Economia
Presidente do Rioprevidência é exonerado após operação da PF
O governo do Rio de Janeiro exonerou nesta sexta-feira (23) o presidente do Rioprevidência (Fundo Único de Previdência Social do Estado do Rio de Janeiro), Deivis Marcon Antunes. A informação consta de edição extra do Diário Oficial do estado.
Mais cedo, a Polícia Federal deflagrou a operação Barco de Papel, no âmbito das investigações em torno das fraudes do Banco Master. A ação desta sexta mira suspeita de operações financeiras irregulares no Rioprevidência.
Foram cumpridos quatro mandados de busca e apreensão no Rio de Janeiro. A sala da presidência da sede da autarquia, no Centro do Rio e dois endereços residenciais, nos bairros da Urca e do Botafogo, também são alvos das ordens judiciais.
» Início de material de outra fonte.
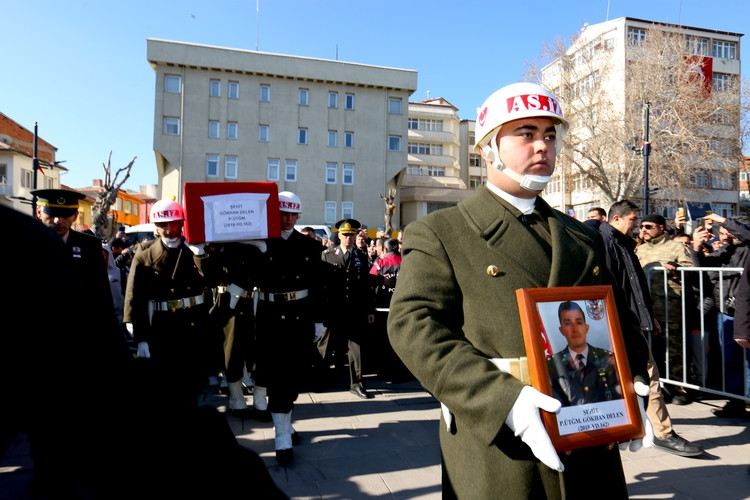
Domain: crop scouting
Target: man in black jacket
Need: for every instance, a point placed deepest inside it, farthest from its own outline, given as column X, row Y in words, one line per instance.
column 627, row 270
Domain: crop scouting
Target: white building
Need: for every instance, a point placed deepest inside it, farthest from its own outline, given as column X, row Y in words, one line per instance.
column 333, row 132
column 616, row 39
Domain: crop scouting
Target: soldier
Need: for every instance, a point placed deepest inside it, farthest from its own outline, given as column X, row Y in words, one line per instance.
column 350, row 304
column 233, row 311
column 166, row 306
column 288, row 320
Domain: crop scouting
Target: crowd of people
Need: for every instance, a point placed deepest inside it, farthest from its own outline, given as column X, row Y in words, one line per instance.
column 277, row 316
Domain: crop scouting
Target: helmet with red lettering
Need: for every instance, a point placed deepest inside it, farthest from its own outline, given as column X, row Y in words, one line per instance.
column 166, row 211
column 289, row 202
column 518, row 100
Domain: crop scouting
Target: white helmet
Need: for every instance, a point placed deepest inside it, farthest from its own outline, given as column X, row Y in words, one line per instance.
column 512, row 102
column 289, row 202
column 166, row 210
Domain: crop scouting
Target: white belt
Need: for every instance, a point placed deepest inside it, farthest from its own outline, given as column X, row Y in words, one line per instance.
column 174, row 305
column 282, row 296
column 243, row 294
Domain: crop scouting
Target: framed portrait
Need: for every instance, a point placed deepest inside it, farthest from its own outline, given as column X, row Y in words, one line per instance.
column 576, row 354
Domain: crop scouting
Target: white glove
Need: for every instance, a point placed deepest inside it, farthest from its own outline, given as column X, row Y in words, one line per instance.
column 318, row 331
column 647, row 441
column 143, row 351
column 259, row 244
column 234, row 292
column 198, row 248
column 525, row 422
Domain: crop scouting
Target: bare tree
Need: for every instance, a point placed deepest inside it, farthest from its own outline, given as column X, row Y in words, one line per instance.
column 390, row 209
column 694, row 128
column 107, row 196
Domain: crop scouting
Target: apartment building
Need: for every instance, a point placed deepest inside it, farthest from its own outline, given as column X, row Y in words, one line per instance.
column 17, row 175
column 434, row 177
column 581, row 73
column 333, row 132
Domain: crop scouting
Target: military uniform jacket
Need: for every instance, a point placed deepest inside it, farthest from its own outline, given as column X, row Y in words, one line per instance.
column 160, row 274
column 455, row 308
column 598, row 384
column 348, row 286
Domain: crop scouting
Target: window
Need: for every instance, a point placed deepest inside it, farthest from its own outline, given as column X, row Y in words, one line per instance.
column 27, row 179
column 212, row 165
column 331, row 170
column 214, row 88
column 171, row 126
column 230, row 167
column 262, row 133
column 265, row 93
column 172, row 83
column 727, row 50
column 394, row 106
column 273, row 169
column 232, row 129
column 696, row 45
column 347, row 210
column 330, row 212
column 233, row 90
column 213, row 129
column 636, row 36
column 347, row 174
column 720, row 81
column 290, row 170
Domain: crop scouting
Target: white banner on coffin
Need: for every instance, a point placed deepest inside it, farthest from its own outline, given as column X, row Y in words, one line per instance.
column 235, row 216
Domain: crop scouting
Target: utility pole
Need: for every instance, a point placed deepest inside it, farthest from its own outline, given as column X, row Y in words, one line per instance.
column 645, row 151
column 35, row 168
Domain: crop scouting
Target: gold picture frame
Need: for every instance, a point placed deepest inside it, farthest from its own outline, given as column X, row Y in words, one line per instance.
column 599, row 401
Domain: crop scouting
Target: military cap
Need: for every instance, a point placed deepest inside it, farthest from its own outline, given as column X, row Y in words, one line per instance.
column 348, row 226
column 58, row 202
column 655, row 218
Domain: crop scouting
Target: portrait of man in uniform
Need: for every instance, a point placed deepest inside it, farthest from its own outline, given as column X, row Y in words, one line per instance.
column 581, row 373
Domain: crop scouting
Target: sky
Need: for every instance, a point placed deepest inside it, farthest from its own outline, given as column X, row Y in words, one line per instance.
column 79, row 70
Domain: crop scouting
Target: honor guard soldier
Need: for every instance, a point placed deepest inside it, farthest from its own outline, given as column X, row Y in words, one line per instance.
column 166, row 306
column 233, row 311
column 351, row 304
column 289, row 318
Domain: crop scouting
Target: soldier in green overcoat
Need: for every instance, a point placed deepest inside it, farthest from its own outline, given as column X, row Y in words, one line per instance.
column 455, row 309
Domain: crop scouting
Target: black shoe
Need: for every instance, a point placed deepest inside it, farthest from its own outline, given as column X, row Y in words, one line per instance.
column 678, row 445
column 360, row 392
column 285, row 457
column 244, row 413
column 731, row 410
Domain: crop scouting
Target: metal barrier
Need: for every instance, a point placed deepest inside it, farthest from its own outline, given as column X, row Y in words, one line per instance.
column 686, row 340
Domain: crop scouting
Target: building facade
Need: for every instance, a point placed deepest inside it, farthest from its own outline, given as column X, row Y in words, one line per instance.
column 333, row 132
column 598, row 63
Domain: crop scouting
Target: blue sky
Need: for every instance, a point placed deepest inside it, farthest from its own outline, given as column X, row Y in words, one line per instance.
column 79, row 69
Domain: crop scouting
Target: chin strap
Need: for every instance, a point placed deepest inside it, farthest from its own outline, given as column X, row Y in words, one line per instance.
column 528, row 182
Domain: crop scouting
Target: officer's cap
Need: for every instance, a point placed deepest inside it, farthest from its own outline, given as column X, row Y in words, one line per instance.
column 58, row 202
column 348, row 226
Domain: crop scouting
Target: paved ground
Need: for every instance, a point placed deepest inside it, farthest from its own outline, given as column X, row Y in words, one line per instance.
column 386, row 448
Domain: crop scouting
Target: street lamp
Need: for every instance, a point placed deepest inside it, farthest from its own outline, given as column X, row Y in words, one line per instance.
column 645, row 151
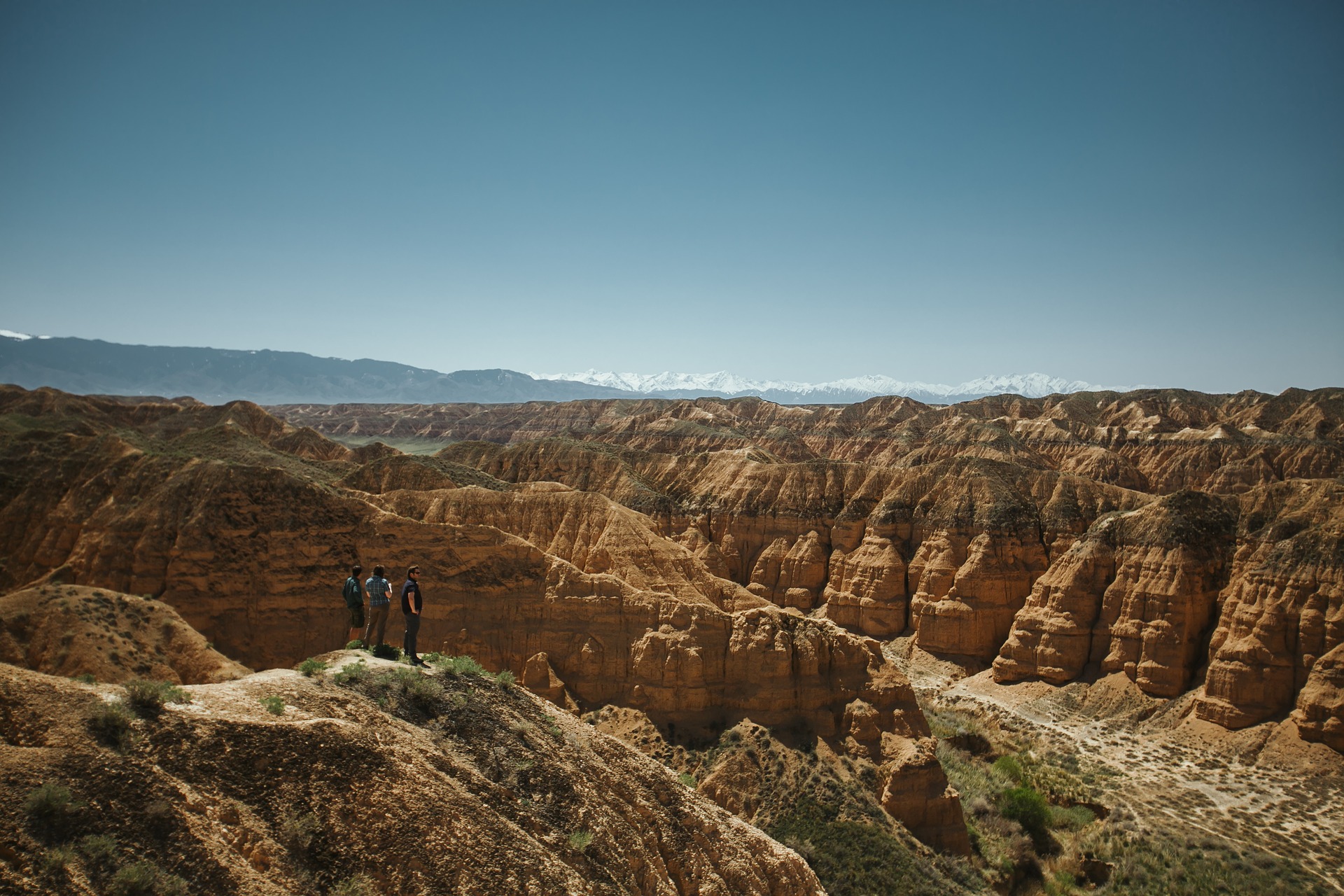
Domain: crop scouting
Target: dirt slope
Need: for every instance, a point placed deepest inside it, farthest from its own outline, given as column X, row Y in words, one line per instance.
column 425, row 785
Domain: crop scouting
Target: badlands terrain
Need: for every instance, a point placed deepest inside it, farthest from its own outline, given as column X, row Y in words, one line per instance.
column 1075, row 644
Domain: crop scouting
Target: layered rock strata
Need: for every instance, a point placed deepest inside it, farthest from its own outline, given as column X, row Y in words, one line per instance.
column 201, row 508
column 1135, row 596
column 1284, row 608
column 507, row 797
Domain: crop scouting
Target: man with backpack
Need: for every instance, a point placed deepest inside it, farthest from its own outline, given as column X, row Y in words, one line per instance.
column 412, row 610
column 354, row 596
column 379, row 598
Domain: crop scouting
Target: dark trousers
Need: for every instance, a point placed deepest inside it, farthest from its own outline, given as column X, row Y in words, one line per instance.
column 377, row 625
column 412, row 630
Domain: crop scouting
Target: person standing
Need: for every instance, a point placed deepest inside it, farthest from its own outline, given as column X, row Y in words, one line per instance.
column 412, row 606
column 379, row 593
column 354, row 603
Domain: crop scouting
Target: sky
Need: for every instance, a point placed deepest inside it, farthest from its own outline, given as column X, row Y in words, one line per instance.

Além de Antunes, foram alvos da operação Eucherio Lerner Rodrigues, ex-diretor de Investimentos; e Pedro Pinheiro Guerra Leal, ex-diretor de Investimento Interino, exonerado em dezembro.
Procurado pelo CNN Money, o Rioprevidência informou que todos os investimentos efetuados pela autarquia observaram rigorosamente a legislação vigente e as normas dos órgãos de controle.
A operação apurou, porém, que o fundo seguiu realizando aportes em ativos do Master mesmo após ser alertada pelo TCE-RJ (Tribunal de Contas do Estado do Rio de Janeiro) sobre os riscos destes investimentos.
Documentos da corte mostram que um alerta foi enviado ao fundo em maio de 2025. O Tribunal apontava concentração excessiva de recursos do Rioprevidência em ativos ligados ao Banco Master, em desacordo com princípios de diversificação e prudência.
Um dia após o Banco Central decretar a liquidação extrajudicial do Master, em novembro, o Rioprevidência se posicionou publicamente para afirmar que iria garantir o pagamento aos pensionistas, apesar de ter realizado investimentos de aproximadamente R$ 960 milhões em letras emitidas pela instituição entre outubro de 2023 e agosto de 2024, segundo o fundo.